On August 3, 2016, Delaware Trust Company, as trustee for the EFIH first lien notes, filed a petition for certiorari with the United States Supreme Court, asking the Court to review the Energy Future Holding debtors’ settlement with the EFIH first lien noteholders. The Trustee challenges the Third Circuit’s holding in In re Energy Future Holdings Corp. that pre-plan settlements are not subject to the same equal treatment rules as plans of reorganization, and that settlement offers that would give creditors different economic value in exchange for their claims do not necessarily treat them unequally.

The Trustee’s petition follows the United States Supreme Court’s grant of certiorari in Czyzewski v. Jevic Holding Corp., also on appeal from the Third Circuit, where the Court agreed to review the propriety of structured dismissals that deviate from the absolute priority rule. The grant of certiorari in Jevic, and the potential grant of certiorari in EFH, makes the next term of the United States Supreme Court one to watch, as the Court will tackle bankruptcy courts’ powers to approve settlements (and distributions of proceeds of such settlements) outside of a plan of reorganization that do not comply with the Bankruptcy Code’s provisions governing treatment of a creditor class under a plan – namely, the priority scheme set forth in the Bankruptcy Code, and potentially also the Bankruptcy Code’s equal treatment rule under section 1123(a)(4) of the Bankruptcy Code.

We have previously analyzed the Third Circuit’s decision in EFH and the background to that dispute in our post, Third Circuit Adopts Nuanced View of “Equal Treatment” in Context of Pre-Plan Settlement Offers. As a refresher, the settlement at issue was offered to EFIH first lien noteholders at the beginning of the EFH chapter 11 case and provided some noteholders a greater recovery on the total potential value of their disputed make-whole claims. The Third Circuit found that although similarly situated creditors are entitled to equal treatment under section 1123(a)(4) of the Bankruptcy Code, the plain language of the provision applies only to a plan of reorganization, and not to pre-confirmation settlements. The Third Circuit went on to rule that a settlement can treat similarly situated creditors differently if the debtor presents a specific and credible ground for doing so. In reaching this conclusion, the Third Circuit relied on its decision in Jevic, where the Third Circuit held that settlements reached through a structured dismissal need not comply with the absolutely priority rule if the debtor can present specific and credible grounds to justify the deviation from the absolute priority rule.

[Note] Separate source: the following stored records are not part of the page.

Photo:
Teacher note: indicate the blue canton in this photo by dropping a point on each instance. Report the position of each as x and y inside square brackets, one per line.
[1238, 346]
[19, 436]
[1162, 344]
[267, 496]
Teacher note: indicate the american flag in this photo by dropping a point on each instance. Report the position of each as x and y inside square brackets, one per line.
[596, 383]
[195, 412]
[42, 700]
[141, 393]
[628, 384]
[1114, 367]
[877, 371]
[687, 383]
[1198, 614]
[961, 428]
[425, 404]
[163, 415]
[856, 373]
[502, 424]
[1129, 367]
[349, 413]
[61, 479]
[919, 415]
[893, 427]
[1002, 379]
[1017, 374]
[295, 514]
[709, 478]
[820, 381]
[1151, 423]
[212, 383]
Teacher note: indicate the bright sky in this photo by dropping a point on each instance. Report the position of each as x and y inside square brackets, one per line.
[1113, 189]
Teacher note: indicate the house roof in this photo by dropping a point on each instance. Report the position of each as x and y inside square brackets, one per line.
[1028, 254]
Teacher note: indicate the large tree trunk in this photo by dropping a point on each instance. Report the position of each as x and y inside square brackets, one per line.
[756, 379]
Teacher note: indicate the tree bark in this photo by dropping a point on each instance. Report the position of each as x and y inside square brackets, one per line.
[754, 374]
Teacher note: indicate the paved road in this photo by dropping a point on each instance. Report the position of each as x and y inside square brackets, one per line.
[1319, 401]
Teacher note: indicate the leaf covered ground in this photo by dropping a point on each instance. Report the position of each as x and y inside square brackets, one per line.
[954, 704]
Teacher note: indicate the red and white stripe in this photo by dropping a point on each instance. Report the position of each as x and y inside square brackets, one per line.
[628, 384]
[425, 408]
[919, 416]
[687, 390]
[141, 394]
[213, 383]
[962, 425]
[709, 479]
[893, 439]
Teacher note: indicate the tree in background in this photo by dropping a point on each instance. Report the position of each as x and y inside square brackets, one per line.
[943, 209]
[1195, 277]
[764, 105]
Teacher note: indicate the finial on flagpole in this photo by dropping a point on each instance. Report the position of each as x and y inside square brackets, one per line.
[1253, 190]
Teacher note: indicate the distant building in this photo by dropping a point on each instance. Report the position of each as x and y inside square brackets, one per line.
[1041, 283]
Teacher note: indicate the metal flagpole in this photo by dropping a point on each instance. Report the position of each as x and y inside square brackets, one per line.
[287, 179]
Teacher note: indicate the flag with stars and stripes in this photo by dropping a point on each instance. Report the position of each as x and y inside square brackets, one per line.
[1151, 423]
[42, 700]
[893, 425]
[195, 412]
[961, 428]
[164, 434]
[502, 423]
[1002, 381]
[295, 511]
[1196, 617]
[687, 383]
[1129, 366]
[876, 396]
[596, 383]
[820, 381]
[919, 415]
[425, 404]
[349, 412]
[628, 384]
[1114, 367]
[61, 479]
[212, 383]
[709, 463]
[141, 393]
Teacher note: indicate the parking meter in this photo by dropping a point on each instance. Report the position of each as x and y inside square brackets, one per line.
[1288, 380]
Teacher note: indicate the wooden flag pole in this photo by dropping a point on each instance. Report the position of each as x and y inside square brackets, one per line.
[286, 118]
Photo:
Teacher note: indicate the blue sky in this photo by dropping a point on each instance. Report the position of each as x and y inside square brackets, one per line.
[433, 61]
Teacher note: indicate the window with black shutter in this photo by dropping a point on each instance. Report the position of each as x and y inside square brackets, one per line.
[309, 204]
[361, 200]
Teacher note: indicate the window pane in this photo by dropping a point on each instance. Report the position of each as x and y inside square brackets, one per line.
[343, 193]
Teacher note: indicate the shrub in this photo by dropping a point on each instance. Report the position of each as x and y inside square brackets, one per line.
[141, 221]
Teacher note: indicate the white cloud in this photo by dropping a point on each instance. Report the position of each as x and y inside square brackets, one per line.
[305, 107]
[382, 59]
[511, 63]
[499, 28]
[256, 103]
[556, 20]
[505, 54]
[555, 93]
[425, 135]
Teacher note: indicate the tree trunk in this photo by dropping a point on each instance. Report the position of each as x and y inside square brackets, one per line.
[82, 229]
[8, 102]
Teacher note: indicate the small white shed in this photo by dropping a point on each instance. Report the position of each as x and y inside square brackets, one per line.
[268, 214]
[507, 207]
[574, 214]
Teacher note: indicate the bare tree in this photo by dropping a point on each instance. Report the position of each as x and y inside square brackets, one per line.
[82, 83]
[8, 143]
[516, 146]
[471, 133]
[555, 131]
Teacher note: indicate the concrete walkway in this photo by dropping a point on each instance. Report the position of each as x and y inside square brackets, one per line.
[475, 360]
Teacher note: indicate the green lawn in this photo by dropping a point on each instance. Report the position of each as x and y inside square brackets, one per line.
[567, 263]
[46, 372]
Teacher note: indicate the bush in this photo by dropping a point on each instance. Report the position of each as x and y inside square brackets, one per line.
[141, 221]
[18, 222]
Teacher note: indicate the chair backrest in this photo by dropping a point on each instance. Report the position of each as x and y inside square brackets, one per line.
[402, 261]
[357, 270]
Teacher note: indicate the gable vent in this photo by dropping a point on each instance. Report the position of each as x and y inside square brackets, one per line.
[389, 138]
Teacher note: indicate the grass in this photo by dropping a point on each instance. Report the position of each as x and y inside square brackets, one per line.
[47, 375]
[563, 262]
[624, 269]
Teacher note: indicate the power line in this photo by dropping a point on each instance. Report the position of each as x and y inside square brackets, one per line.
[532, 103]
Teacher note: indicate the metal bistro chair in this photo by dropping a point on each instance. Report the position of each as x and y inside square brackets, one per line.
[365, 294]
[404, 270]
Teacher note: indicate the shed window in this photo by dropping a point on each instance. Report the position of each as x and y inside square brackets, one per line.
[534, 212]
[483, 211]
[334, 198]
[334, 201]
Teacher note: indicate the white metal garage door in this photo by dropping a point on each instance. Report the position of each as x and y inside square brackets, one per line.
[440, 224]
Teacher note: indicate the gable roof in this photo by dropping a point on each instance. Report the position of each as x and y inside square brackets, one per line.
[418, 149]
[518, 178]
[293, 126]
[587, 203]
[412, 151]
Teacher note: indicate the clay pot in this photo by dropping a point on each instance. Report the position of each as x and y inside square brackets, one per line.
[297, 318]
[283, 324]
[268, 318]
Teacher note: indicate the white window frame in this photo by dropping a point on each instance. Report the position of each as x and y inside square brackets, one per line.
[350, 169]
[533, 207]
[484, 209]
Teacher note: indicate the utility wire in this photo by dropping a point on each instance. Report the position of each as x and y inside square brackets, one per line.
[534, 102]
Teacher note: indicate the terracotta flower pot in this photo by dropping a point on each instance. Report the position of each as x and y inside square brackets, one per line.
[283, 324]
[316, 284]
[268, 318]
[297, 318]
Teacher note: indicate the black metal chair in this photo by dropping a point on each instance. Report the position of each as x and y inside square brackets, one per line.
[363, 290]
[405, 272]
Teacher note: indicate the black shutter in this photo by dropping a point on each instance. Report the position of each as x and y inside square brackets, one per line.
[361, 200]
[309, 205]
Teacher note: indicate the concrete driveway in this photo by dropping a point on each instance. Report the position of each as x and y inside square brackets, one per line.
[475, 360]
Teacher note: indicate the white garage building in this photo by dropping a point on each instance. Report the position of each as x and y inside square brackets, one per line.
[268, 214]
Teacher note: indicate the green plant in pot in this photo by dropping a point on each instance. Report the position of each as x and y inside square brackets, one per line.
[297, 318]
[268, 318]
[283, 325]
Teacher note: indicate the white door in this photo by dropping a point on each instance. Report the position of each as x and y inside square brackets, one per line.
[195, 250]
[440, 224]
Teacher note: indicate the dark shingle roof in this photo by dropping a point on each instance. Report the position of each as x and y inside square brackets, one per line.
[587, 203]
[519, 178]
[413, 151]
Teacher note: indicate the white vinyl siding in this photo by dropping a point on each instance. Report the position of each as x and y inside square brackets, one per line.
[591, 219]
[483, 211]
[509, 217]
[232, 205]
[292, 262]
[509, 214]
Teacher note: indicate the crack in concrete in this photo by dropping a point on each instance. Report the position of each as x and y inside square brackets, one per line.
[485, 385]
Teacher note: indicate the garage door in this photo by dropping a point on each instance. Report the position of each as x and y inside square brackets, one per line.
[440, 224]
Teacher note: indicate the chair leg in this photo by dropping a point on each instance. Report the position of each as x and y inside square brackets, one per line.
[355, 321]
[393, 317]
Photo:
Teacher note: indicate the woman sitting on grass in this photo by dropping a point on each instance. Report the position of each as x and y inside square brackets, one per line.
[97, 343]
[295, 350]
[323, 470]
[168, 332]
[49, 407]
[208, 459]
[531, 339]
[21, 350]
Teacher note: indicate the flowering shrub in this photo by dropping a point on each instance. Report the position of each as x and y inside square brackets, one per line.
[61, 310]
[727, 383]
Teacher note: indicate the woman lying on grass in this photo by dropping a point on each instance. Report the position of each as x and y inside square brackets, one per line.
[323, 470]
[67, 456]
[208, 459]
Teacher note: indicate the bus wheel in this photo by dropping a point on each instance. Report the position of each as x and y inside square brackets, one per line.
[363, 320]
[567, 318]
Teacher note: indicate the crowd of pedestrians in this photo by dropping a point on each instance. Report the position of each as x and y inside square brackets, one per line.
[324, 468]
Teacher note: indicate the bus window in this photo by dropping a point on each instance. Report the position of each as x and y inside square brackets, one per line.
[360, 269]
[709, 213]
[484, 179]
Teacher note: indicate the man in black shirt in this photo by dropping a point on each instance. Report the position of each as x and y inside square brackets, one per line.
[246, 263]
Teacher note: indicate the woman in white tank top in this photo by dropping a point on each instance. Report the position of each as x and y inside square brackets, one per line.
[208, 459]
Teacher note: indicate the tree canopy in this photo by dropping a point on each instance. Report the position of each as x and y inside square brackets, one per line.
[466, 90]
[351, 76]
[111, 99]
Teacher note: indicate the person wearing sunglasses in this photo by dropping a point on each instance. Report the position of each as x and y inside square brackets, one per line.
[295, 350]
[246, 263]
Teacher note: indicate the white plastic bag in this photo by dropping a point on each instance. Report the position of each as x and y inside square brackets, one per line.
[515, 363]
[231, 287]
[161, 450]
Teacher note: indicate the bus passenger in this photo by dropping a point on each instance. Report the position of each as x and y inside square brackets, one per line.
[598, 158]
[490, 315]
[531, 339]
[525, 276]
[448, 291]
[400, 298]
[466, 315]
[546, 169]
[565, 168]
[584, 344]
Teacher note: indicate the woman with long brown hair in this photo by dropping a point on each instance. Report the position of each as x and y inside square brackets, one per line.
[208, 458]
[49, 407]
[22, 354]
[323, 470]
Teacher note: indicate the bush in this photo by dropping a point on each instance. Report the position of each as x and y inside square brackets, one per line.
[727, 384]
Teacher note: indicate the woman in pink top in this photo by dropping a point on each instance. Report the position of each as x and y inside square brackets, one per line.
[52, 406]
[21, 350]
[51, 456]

In so ruling, the Third Circuit rejected the Fifth Circuit’s per se rule that pre-plan settlements must satisfy the absolute priority rule and adopted the Second Circuit’s more flexible approach.

In its petition for certiorari, the Trustee argues that pre-plan settlements, like the one at issue in EFH, may lock in the terms of a debt restructuring prior to consideration of a chapter 11 plan, and run the risk of undermining the substantive and procedural protections of chapter 11. The Trustee asks the Court to grant the petition alongside Jevic because (i) the equal treatment rule is intertwined with the absolute priority rule at issue in Jevic and (ii) EFH involves a pre-plan settlement, in contrast to the structured dismissal in Jevic, and therefore the Court will be in a position to consider all dimensions of how settlements can be used outside of a plan of reorganization. In the alternative, the Trustee asks the Court to hold the petition pending the disposition of Jevic.

A Supreme Court decision in EFH, like Jevic, has the potential to impact negotiations between creditors and the debtor in large chapter 11 cases. On one side of these cases is the need for flexibility in entering into settlements and compromising claims that can affect the nature and extent of the bankruptcy estate. On the other side is the concern over collusion between debtors and certain creditors and the fair treatment of creditors in pre-plan settlements. We will continue to monitor the case docket and the briefing on the petition (the response is due September 1), and will update our readers on whether the Supreme Court agrees to review EFH alongside Jevic.